Continual Learning, Not Training: Online Adaptation For Agents

TL;DR

The paper tackles the mismatch between traditional continual learning and real-time deployment by proposing a system-centric, gradient-free framework called ATLAS that decouples reasoning from execution and uses a Persistent Learning Memory to enable inference-time adaptation. Through a dual-agent Teacher–Student architecture guided by a-principled reward signals, ATLAS achieves efficient performance with significantly reduced token usage while matching or surpassing larger models on a cyber-threat benchmark. The approach yields transferable, causally annotated traces that can train explicit world models, and empirical results on ExCyTIn-Bench Incident #5 demonstrate substantial gains in both efficacy and efficiency, with cross-incident transfer showing generalization. Overall, system-centric continual learning offers a practical, deployable path toward adaptive AI that learns from use and provides audit-friendly traces for downstream modeling.

Abstract

Continual Learning (CL) methods have traditionally focused on mitigating catastrophic forgetting through gradient-based retraining, an approach ill-suited for deployed agents that must adapt in real time. We introduce our Adaptive Teaching and Learning System (ATLAS), a dual-agent architecture that decouples reasoning (Teacher) from execution (Student) and incorporates a persistent learning memory that stores distilled guidance from experience.

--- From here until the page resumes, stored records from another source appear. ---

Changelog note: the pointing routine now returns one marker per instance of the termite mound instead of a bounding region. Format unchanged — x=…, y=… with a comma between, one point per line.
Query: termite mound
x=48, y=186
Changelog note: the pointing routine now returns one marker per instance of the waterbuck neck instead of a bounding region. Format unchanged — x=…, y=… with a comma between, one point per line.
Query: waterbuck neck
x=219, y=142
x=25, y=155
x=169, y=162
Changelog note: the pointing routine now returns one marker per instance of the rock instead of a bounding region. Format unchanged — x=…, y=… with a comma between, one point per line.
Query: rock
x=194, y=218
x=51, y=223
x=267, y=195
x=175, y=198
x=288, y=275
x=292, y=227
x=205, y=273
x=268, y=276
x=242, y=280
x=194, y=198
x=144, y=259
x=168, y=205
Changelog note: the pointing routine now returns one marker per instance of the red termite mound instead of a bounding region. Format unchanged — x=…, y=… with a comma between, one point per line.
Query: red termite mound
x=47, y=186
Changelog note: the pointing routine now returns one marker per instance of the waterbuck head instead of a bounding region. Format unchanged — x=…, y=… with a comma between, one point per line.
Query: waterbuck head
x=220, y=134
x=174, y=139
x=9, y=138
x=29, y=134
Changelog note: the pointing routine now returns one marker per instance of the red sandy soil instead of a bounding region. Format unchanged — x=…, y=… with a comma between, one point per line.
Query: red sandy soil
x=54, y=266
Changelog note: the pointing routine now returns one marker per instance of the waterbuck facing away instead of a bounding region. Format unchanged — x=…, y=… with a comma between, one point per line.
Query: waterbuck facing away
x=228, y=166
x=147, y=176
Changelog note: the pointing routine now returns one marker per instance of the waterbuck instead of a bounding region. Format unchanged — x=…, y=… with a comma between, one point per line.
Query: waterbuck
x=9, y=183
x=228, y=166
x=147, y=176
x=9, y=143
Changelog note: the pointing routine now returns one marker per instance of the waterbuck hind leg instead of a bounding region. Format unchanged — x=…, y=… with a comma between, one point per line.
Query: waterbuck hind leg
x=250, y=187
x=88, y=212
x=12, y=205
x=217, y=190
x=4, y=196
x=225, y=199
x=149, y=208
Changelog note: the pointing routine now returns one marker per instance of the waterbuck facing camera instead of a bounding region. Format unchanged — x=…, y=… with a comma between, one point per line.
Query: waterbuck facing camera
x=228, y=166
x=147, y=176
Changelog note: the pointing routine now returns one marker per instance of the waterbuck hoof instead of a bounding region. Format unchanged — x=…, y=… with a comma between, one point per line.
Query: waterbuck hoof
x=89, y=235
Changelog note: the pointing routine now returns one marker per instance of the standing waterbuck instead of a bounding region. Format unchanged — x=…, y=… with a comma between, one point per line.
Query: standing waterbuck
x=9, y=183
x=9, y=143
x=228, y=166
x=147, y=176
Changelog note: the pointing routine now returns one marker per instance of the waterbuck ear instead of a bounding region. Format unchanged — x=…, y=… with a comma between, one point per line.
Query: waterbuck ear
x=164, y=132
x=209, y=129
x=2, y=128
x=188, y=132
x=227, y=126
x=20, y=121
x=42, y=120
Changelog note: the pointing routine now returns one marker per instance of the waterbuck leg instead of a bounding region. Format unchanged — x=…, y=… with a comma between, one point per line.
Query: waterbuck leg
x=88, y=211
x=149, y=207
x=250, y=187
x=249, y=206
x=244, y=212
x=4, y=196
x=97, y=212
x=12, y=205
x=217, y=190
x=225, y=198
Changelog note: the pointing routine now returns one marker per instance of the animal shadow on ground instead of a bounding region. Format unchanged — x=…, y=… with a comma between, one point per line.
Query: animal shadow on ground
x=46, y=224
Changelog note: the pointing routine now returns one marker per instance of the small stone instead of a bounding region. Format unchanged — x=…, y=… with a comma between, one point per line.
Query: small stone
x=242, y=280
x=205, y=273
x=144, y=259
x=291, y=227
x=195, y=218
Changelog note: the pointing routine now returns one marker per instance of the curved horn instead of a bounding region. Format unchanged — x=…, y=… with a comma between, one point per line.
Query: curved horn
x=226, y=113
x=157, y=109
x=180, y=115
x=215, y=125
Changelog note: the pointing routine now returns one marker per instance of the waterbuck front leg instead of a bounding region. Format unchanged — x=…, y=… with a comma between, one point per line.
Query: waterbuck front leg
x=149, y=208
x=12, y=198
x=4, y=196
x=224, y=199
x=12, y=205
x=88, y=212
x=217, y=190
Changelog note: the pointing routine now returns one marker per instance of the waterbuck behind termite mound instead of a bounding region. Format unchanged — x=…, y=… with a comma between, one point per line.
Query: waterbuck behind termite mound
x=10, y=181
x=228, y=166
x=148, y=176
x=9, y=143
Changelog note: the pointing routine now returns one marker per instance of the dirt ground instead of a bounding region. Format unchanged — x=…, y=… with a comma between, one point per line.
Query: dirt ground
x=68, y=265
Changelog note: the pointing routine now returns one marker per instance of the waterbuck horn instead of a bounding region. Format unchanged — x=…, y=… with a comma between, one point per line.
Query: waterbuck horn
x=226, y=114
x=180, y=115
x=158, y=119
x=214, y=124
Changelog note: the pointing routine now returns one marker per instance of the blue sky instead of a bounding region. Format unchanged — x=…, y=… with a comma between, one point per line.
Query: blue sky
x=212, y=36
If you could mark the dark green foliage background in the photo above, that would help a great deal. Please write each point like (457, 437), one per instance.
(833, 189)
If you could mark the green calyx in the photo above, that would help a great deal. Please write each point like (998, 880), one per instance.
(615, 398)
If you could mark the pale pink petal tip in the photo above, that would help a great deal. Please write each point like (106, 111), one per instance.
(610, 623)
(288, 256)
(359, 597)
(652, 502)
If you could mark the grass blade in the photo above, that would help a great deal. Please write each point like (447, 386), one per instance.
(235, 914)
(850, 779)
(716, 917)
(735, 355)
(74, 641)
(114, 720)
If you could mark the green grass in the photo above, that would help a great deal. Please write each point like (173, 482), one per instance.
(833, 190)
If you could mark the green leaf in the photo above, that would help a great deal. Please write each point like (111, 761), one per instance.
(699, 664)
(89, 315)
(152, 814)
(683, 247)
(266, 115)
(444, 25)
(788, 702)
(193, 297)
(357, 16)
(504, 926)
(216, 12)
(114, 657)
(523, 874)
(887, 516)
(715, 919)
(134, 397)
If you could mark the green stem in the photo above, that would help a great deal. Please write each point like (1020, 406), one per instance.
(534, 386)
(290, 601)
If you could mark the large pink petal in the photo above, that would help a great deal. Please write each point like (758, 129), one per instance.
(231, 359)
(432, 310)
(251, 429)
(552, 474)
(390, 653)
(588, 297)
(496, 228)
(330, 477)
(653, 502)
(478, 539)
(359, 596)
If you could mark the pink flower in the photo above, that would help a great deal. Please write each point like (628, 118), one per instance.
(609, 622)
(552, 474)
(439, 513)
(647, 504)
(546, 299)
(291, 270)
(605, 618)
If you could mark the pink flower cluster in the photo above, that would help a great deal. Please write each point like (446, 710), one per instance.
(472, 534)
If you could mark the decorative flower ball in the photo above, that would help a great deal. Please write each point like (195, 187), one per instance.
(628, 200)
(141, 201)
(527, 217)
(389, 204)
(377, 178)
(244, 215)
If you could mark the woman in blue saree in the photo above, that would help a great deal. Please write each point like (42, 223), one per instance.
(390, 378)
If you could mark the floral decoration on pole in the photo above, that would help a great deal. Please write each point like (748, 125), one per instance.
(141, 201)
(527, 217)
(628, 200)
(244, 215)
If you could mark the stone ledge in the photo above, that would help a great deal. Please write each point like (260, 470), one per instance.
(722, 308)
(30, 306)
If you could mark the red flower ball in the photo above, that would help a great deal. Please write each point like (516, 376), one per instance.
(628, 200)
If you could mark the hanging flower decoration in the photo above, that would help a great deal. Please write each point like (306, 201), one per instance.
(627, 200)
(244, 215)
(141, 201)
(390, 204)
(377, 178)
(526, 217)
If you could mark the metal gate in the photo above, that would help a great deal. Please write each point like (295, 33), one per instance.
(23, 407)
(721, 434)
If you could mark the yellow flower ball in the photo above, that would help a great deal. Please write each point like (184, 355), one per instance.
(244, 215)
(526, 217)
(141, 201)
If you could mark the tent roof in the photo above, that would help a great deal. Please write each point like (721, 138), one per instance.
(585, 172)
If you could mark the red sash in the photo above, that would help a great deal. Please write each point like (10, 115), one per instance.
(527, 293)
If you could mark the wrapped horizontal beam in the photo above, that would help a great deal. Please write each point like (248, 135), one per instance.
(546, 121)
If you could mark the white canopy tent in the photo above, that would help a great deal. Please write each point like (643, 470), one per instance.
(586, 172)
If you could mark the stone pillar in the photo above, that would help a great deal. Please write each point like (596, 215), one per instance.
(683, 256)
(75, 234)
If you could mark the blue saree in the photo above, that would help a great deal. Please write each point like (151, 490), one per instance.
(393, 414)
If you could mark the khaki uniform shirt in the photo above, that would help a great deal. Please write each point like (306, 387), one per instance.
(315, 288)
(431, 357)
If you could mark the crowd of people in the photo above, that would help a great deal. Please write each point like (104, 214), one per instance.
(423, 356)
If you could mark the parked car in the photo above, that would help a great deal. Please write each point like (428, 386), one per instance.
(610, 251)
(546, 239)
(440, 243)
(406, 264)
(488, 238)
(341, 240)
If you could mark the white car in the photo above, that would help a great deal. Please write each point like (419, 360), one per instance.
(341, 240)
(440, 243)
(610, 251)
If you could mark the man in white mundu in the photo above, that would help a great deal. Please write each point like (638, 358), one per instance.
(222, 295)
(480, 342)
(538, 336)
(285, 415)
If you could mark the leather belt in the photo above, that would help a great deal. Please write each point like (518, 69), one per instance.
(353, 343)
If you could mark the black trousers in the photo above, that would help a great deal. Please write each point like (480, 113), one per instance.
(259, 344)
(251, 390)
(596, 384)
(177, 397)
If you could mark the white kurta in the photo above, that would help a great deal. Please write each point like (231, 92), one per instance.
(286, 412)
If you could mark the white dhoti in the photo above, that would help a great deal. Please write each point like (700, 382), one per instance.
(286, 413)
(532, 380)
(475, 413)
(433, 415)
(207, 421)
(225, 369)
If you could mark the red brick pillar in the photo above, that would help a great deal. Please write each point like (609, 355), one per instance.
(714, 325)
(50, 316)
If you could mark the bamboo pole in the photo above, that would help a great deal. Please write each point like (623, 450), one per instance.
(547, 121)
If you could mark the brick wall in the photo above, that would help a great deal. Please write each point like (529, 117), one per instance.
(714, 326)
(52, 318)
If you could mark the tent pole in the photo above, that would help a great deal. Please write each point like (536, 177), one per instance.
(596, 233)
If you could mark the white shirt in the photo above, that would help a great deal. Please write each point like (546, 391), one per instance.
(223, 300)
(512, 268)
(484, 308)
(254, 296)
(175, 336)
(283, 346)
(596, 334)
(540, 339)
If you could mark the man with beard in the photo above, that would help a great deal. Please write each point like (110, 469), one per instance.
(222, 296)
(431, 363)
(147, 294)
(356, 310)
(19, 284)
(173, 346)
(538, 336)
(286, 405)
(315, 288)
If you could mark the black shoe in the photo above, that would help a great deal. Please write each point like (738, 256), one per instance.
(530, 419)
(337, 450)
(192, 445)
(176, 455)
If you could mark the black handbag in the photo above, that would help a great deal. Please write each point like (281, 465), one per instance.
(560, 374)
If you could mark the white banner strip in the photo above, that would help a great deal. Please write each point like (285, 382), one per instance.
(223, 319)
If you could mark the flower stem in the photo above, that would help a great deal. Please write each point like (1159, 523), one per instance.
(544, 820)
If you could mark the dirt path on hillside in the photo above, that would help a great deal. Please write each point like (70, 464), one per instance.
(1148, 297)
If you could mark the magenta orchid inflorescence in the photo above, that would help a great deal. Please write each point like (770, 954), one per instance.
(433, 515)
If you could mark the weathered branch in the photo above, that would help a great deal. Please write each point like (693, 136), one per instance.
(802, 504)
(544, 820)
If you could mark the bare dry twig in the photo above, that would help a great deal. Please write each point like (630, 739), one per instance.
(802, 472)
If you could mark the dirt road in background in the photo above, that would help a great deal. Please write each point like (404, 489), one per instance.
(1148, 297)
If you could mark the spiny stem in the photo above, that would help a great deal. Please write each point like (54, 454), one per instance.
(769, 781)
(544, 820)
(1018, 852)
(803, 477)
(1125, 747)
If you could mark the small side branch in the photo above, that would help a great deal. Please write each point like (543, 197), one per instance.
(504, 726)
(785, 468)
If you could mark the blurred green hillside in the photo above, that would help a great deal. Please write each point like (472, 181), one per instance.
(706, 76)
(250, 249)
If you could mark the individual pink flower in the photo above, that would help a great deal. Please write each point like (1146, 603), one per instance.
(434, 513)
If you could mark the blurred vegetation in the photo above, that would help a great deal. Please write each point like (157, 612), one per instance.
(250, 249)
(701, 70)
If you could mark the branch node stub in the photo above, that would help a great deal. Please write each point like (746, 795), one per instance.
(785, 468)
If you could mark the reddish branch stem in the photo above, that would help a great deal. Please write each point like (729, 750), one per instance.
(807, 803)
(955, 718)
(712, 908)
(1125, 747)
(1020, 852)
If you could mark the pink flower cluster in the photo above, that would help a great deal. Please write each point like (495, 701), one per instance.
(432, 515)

This informs the orchestration layer, enabling the system to dynamically adjust its operational strategies, such as supervision level or initial plan selection, at inference time. In doing so, ATLAS achieves gradient-free continual learning, shifting the locus of adaptation from model parameters to system-level orchestration. We formulate this as a system-centric paradigm for continual learning, where the objective is adaptive efficiency: maximizing task success while minimizing computational cost through inference-time orchestration rather than parameter updates. Evaluated on Microsoft's ExCyTIn-Bench, an open-source benchmark simulating complex cyberthreat investigation, ATLAS achieves 54.1% success with GPT-5-mini as its Student, outperforming the larger GPT-5 (High) by 13% while reducing cost by 86%. Cross-incident validation demonstrates generalization: frozen pamphlets from Incident #5 improve accuracy from 28% to 41% with zero retraining, while shifting output composition from verbose exploration to structured reasoning. Together, these findings establish gradient-free continual learning as a viable path toward adaptive, deployable AI systems and provide causally annotated traces valuable for training explicit world models.

Figures (4)

• Figure 1: ATLAS System Architecture for gradient-free adaptation. An Orchestrator manages Teacher-Student interactions during the execution loop. Post-run, learning is evaluated, synthesized, and stored in Persistent Learning Memory (PLM) to guide future inference-time decisions.
• Figure 2: Continual learning progression across 98 tasks on ExCyTIn-Bench Incident #5. The learning journey unfolds in three phases: (1) Domain Acquisition (tasks 1-25) establishes foundational cyber investigation skills; (2) Task Adaptation (tasks 26-60) navigates diverse challenge variations; (3) Skill Mastery (tasks 61-98) achieves peak efficiency through consolidated learnings. Green trend line shows progressive improvement from 32.8% to 53.9% efficiency gain, demonstrating 21.1 percentage point improvement through inference-time continual learning.
• Figure 3: Performance and cost comparison on ExCyTIn-Bench (Incident #5). ATLAS (blue) achieves higher success (54.1%) at a lower cost ( $0.024/task) than the stronger GPT-5 (High) baseline (48.0%, $0.174/task).
• Figure 4: Cross-incident transfer performance from Incident #5 to Incident #55. Using learned pamphlets from Incident #5, ATLAS improved success rate from 28% to 41% (+46%) with no additional training or real-time guidance.